• Tenth Circuit Bankruptcy Appellate Panel Limits Trustee's Remedies in Lien Avoidance Actions
  • July 22, 2009
  • Law Firm: Holland & Hart LLP - Denver Office
  • A recent ruling in the Bankruptcy Appellate Panel for the Tenth Circuit limiting remedies in lien avoidance actions may have a significant impact on bankruptcy trustees, as well as on secured lenders, especially consumer lenders.  The ruling rejects a remedy sometimes granted by bankruptcy courts that heavily favored bankruptcy trustees.  Now, the interpretation of remedies will favor the secured creditors whose liens are challenged.

    In a reported case of first impression in the Circuit, the Bankruptcy Appellate Panel for the Tenth Circuit has rejected an interpretation of the Bankruptcy Code that would have had the effect of providing bankruptcy trustees a double remedy (and imposing a double loss on creditors) in lien avoidance actions.  Section 547 of the Bankruptcy Code allows a trustee to set aside certain transfers made within 90 days before bankruptcy as preferences.  Other sections provide similar relief for fraudulent transfers, unauthorized post-petition transfers, and certain other transfers.  Under section 551, those avoided transfers are “preserved for the benefit of the estate.”  When the avoided transfer is a lien, this means that the trustee can stand in the creditor’s shoes to the extent of the lien, putting the estate’s interest ahead of all junior liens.  Section 550 of the Code allows the trustee to recover the property transferred, or, if the court orders, the value of the property from the transferee.  Taken literally, this could mean that the trustee could deprive the creditor of its lien, take over the lien for the benefit of the estate (and therefore liquidate the property up to the value of the avoided lien free of the interests of all junior lienors), and also recover the monetary value of the lien from the creditor.

    Trustees in bankruptcies in the District of Colorado, as well as other districts, had begun taking just that position – i.e., that the lien is avoided and preserved for the benefit of the estate and that the trustee is also entitled to a money judgment in the amount of the value of the lien as of the bankruptcy petition date.  This position had met with some success, having been accepted by bankruptcy judges in a number of cases.  The unfortunate result for the secured creditor that was the target of avoidance actions was that in most cases the creditor had made a loan that was not paid back (the first loss), lost its lien securing the loan, and was also required to pay the trustee, in cash, the value of the lien (i.e., the amount of the secured debt, up to the value of the collateral – the second loss).  On the other side, the trustee was able to sell the property free of the creditor’s lien (and ahead of junior liens) and also get payment of the lien value in cash.  While trustees argued that this was not a double recovery, it is difficult to see it any other way.

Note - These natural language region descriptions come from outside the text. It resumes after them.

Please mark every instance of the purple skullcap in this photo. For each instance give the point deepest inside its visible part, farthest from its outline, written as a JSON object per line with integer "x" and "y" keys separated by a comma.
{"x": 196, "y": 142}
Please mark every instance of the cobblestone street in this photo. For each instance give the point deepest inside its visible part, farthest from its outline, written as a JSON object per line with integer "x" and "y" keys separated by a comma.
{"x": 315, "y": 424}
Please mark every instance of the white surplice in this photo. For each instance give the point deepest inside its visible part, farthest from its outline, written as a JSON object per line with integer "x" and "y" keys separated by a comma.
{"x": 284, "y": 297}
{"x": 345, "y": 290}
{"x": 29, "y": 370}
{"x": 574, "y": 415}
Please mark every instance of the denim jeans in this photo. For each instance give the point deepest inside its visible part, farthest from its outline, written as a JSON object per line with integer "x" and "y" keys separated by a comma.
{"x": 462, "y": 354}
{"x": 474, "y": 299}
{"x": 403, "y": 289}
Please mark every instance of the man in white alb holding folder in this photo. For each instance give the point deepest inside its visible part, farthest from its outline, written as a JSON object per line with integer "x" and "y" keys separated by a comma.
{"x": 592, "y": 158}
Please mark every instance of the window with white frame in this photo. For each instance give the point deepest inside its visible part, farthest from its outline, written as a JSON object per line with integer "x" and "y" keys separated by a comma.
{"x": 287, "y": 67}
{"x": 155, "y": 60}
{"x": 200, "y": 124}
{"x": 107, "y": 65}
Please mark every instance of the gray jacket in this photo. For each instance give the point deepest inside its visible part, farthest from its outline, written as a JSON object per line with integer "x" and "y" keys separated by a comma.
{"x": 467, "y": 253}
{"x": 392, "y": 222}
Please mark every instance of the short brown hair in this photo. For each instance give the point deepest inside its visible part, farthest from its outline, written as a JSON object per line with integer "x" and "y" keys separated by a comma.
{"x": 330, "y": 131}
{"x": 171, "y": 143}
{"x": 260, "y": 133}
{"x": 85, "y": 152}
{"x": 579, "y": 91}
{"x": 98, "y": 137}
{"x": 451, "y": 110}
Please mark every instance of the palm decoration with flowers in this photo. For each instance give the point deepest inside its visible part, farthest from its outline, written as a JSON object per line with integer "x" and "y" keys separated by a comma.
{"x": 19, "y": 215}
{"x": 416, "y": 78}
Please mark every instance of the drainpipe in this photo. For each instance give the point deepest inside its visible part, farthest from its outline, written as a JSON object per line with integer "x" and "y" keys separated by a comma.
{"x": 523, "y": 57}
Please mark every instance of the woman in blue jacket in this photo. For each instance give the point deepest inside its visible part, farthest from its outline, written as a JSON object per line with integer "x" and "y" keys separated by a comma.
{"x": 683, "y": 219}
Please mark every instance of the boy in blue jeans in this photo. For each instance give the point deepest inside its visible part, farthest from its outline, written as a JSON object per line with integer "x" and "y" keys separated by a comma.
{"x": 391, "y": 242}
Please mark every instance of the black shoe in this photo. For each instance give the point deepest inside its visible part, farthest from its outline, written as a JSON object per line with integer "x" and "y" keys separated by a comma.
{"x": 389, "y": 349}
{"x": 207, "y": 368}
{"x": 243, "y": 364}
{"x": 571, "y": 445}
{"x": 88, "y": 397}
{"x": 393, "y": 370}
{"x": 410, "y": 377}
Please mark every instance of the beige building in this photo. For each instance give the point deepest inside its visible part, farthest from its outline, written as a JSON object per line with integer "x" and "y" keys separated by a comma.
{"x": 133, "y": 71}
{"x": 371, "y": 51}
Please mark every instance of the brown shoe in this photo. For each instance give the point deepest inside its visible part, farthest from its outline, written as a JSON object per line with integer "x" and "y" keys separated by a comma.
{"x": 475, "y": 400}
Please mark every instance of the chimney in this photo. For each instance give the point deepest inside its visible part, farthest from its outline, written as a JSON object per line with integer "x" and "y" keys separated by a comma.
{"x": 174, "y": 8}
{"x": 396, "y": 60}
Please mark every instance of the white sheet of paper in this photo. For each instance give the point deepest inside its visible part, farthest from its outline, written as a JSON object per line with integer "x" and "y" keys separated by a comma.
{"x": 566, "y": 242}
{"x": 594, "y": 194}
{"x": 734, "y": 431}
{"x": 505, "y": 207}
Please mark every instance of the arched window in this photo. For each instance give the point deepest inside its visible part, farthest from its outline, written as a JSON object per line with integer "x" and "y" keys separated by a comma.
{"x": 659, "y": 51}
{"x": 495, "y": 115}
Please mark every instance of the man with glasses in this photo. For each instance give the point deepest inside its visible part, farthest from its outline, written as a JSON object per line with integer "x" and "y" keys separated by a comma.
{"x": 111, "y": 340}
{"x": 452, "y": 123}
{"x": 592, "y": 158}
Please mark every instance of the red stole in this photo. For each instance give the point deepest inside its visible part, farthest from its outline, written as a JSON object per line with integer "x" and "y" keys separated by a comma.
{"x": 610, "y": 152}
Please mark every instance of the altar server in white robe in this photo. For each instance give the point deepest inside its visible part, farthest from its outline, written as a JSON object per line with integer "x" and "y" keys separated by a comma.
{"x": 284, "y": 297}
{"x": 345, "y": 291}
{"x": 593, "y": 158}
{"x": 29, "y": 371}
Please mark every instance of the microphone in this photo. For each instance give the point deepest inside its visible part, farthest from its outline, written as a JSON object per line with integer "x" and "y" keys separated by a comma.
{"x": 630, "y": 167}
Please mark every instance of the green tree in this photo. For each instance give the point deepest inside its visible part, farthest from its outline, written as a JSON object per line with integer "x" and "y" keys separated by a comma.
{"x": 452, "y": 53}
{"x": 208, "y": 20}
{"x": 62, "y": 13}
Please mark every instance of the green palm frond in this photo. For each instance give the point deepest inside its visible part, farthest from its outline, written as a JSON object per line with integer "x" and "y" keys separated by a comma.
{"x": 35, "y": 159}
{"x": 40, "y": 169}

    In In re Bremer, --- B.R. ----, 2009 WL 1845561, 10th Cir.BAP (Colo.), June 29, 2009, in which Jack Smith and Rochelle Rabeler of Holland & Hart LLP represented one of the creditor defendants, the Bankruptcy Appellate Panel rejected the trustee’s argument and held that, at least in most cases, when a trustee successfully avoids a lien, that avoidance alone is a sufficient remedy and the trustee is not entitled to a money judgment for the value of the lien.  The Panel carefully analyzed the language of the Code sections involved and concluded that the preservation of a lien is essentially the same as recovery of the transferred interest by the trustee.  The Panel held that the statutory language allowing the court to award the trustee the monetary value of the lien is not mandatory and that in most lien situations avoidance and preservation of the lien provides the trustee with complete relief, making an additional money judgment unnecessary and inappropriate.  Although the Panel held open the possibility that in some circumstances a money judgment might be proper, it made it clear that the money judgment remedy should not be routinely granted.

    The Bremer decision is very significant for all secured creditors that might be the targets of lien avoidance actions.  It is especially important for consumer lenders, such as auto lenders, who frequently face avoidance actions in loan transactions in which lien perfection may have been delayed for any of a variety of reasons.  To the extent the Bremer decision is followed, in the Tenth Circuit or elsewhere, secured lenders will have an effective means of avoiding the double loss that they might otherwise suffer.